As speculated, SARS-CoV2 RNA viruses cross species barriers into humans; they would not be well-adapted to host cells. They should modify and allow them to adapt and become able to replicate within, and broad transmit humans. However, we do not catch data about testing the relative replication cycle in human cells. It would be difficult to verify human interference with the impact of co-strains relatively. Thus, a balance between SARS-CoV2 virulence and patient’s genetics personal phenomena with environmental factors would be important to confirm the subtypes of origin and evolution.
Due to study limitations, we cannot handle the SARS-CoV2 biological study directly from patient specimens, which will not observe the correlation from clinical to laboratory analysis directly.
In conclusion, we analyzed 10 sequences from the NCBI database by genome alignment and found no difference in amino acid sequences within M and N proteins.
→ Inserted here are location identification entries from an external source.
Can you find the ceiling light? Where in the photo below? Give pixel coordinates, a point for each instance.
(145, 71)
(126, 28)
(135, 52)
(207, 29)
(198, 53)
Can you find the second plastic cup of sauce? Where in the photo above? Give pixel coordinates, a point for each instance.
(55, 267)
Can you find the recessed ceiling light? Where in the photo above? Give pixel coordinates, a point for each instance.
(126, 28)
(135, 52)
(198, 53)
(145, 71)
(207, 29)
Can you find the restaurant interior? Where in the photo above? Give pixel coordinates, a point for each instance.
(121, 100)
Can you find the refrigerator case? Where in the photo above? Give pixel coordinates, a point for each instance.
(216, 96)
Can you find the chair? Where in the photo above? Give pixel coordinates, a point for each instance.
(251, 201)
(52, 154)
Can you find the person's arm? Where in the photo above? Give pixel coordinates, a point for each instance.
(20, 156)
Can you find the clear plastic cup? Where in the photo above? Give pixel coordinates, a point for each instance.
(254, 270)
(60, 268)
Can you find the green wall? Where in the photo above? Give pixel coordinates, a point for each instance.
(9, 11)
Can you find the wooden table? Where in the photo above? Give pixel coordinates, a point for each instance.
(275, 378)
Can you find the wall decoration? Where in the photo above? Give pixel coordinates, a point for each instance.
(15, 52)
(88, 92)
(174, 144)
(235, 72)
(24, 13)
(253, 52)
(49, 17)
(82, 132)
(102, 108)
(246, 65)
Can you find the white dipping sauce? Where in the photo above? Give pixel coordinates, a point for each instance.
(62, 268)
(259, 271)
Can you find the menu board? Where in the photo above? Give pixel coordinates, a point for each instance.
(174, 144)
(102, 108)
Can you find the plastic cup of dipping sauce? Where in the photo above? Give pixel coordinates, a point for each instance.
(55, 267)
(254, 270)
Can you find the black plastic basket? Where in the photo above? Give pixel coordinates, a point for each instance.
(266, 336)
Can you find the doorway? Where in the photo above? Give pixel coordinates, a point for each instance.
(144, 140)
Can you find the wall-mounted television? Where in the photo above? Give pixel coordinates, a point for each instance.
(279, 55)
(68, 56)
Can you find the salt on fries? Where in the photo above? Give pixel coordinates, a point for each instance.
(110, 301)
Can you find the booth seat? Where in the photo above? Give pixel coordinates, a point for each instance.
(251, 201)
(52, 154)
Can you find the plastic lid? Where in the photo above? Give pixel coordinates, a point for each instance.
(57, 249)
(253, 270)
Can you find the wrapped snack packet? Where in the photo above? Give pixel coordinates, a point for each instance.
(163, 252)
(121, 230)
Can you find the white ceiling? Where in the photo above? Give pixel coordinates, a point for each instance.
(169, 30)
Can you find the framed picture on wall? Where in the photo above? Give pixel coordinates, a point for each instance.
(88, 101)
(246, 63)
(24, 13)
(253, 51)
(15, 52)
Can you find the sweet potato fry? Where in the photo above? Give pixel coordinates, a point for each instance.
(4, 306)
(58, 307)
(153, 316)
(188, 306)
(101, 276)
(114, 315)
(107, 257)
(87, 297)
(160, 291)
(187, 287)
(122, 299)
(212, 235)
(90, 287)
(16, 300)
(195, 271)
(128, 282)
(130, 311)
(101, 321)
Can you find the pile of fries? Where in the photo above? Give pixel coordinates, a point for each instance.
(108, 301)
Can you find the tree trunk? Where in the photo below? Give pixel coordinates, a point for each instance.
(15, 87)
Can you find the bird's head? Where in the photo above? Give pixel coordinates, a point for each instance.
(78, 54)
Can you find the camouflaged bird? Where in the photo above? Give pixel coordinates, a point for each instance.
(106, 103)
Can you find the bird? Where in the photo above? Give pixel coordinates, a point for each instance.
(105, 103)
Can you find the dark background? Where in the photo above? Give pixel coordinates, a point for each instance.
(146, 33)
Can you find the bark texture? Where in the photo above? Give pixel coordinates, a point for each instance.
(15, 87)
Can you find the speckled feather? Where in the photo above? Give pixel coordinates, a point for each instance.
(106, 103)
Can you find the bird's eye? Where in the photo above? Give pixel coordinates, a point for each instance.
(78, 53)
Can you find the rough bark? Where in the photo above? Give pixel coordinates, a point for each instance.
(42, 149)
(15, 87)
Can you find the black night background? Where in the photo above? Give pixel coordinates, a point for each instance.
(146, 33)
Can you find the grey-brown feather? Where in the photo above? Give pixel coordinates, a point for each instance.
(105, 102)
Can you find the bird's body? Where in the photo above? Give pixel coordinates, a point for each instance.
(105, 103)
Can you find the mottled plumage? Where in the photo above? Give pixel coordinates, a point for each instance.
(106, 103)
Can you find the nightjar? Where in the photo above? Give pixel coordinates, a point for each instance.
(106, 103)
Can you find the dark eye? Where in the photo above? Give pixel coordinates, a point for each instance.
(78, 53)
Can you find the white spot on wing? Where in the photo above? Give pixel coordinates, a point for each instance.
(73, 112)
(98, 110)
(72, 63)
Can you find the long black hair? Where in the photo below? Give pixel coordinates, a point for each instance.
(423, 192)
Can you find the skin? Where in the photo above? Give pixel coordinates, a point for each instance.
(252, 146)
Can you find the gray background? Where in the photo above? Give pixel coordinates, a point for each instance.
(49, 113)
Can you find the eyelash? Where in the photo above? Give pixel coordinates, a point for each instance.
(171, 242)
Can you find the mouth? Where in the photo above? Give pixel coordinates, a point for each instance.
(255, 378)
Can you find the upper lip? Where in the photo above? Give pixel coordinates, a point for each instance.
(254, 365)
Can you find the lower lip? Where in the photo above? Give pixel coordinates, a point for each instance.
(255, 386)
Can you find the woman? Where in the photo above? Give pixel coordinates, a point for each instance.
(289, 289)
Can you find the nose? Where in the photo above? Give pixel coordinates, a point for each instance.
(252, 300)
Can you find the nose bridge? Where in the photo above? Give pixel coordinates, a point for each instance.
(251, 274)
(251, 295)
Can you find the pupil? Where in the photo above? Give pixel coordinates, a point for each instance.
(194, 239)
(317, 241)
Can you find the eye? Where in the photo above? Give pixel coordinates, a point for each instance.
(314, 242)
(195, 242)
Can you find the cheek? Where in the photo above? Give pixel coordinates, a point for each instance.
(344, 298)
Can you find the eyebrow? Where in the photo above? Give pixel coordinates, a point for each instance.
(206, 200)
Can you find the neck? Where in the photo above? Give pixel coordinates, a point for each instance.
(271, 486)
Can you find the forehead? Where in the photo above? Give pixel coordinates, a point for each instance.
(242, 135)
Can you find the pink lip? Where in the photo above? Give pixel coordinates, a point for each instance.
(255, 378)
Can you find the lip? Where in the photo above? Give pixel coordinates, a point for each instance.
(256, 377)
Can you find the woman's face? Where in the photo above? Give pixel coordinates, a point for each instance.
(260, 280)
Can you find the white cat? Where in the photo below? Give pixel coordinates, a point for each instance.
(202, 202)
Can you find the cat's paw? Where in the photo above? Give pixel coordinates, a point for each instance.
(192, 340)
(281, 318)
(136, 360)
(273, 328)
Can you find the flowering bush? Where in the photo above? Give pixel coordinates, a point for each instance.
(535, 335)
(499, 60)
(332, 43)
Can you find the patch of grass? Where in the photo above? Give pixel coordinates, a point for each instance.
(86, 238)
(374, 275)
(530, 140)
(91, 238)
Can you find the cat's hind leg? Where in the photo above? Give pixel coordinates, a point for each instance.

There are two amino acid variances in S protein region. One mutation found from South Korea sequence is verified. Two possible “L” and “S” SNPs found in ORF1ab and ORF8 regions are detected. Since our data are limited to a small population, more studies about the biological symptoms of SARS-CoV2 in clinic animals and humans will manipulate an understanding on the origin of pandemic crisis.
This research was funded by Taipei Veterans General Hospital; grant numbers V107E-002-2, V108D46-004-MY2-1, V108E-006-4, 108E-006-5, and 109VACS-003.